Riches was among fellow believers in Florence, 60 miles (100 kilometers) outside Phoenix for Saturday’s rally.
Some had arrived days in advance and traveled long distances — Riches is from Tampa, Florida — and were getting together in a party atmosphere with friends from all over the country.
“It’s awesome,” said Jennifer Winterbauer, who had journeyed from Texas.
“I have better friends here than I do at home. Everybody is like family.”

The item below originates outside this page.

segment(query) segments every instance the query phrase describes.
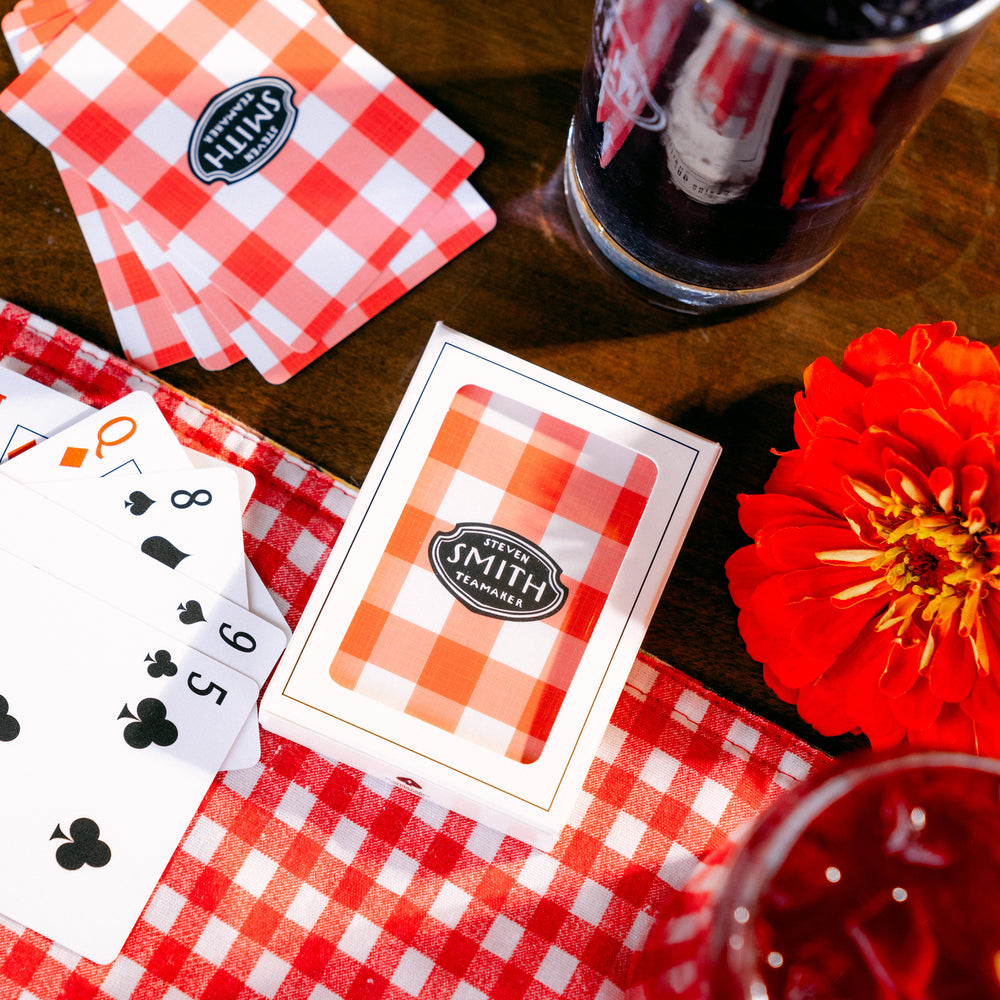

The reunion was treated to a greatest hits of Trumpism, as speaker after speaker blasted President Joe Biden as “deranged,” hit out at the “lamestream media,” lamented supposedly “open borders” and railed against Covid-19 masking and vaccines.
But the dominant theme was debunked theories about electoral fraud and the illegitimacy of the 2020 presidential poll.
Senior Republicans wish it was different.
– Pivot –
Senate Minority Leader Mitch McConnell this week came to the defense of fellow Senator Mike Rounds, who earned Trump supporters’ ire by saying he lost.
“I think Senator Rounds told the truth about what happened in the 2020 election,” McConnell told CNN. “And I agree with him.”
McConnell has gently tried to pivot the Republican Party away from a fixation on re-litigating 2020, which Biden won by millions of votes.
Dozens of legal attempts to overturn part of the ballot have failed and no credible evidence of significant voter fraud has emerged.
With the 2022 midterm elections in focus, McConnell wants to concentrate his fire on Biden’s record after a difficult first year in office, with Covid surging, inflation skyrocketing and grocery shelves hit by supply chain difficulties.
But Trump’s hold on a significant proportion of the Republican Party base — and the demand that the 2020 election be re-fought — makes that difficult.
“We have to address 2020,” Winterbauer, 49, told AFP.
“You’re gonna have the same problem. Because just like he (Trump) says, when you rob a bank, you get caught. You don’t get to keep the money. And you don’t get to go away scot-free.”
Speakers were introduced as “Trump-endorsed” and all of them cast doubt on 2020.
“That election was rotten to the core,” Congressman Paul Gosar told the crowd.
When Trump took to the stage, he set about a binary classification of people — those who signed on to his theories about fraud were “smart” and “tough,” while those who didn’t were “horrible” and “weak.”
The message was clear: without getting in line on election fraud claims, no-one will get Trump’s endorsement.
It was music to the ears for Will Garrity, who had traveled from Houston, Texas.
“You can’t tell me that it was a legit election,” he said.
“If you really pay attention to the facts to various audits, various information that’s coming out, you see it. I mean, it’s crystal clear.”
– ‘Refocus’ –
While that view was consistent in Florence on Saturday, it is not what the country at large thinks.
An Axios-Momentive opinion poll published this month found that around 40 percent of Americans believe the vote was compromised.
That leaves a majority who want to move on, and for Senator Mike Rounds, the party’s inability to do so could hurt them.
“The election was fair — as fair as we’ve seen. We simply did not win the election as Republicans for the presidency,” Rounds told ABC News last week.
“Moving forward, we have to refocus once again on what it’s going to take to win the presidency,” he added.
“And if we simply look back and tell our people don’t vote because there’s cheating going on, then we’re going to put ourselves in a huge disadvantage.”